Human plague outbreak warning for UK travellers heading to Madagascar
Britain has warned those travelling to Madagascar of the latest plague outbreak which has killed at least 33 people.
The UK Foreign Office says although pneumonic and bubonic plague cases in the nation tend to be seasonal in rural areas, the disease has spread into urban areas this year including Antananarivo.
The deaths reported come from ten regions and 47 new cases were reported on October 3 alone. All in all, 231 infections have been reported since August. Most cases are from the eastern part of the island where the first death was reported on August 28. The central part of Madagascar, around Antananarivo, is second worst affected.
The spread has led the World Health Organisation (WHO) to up its fight against the plague delivering nearly 1.2million doses of antibiotics in the country.
"Plague is curable if detected in time. Our teams are working to ensure that everyone at risk has access to protection and treatment. The faster we move, the more lives we save," said Charlotte Ndiaye, WHO spokesperson in Madagascar.
There are two main forms of plague - bubonic plague is spread by infected rats through flea bites. WHO says most cases are associated with the pneumonic plague - a more deadly form of the disease that affects human lungs and can be spread through coughing at close range.

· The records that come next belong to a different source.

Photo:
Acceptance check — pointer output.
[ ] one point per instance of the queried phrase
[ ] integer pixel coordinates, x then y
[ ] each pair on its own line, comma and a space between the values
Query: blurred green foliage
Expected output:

Prime Minister Olivier Mahafaly Solonandrasana banned all public gatherings in a televised message on September 30. Some schools have closed around the country and authorities shut down the two main universities in Toamasina and Antananarivo.
Seychelles’ national airline temporarily suspended all flights to Madagascar on October 6. Many Malagasy nationals travel to the Seychelles for work.
The UK Foreign Office has not advised against travel but says those going to Madagascar should ideally arrange an appointment with a health professional before travel. Travel Health Pro also recommends travellers have adequate travel health insurance.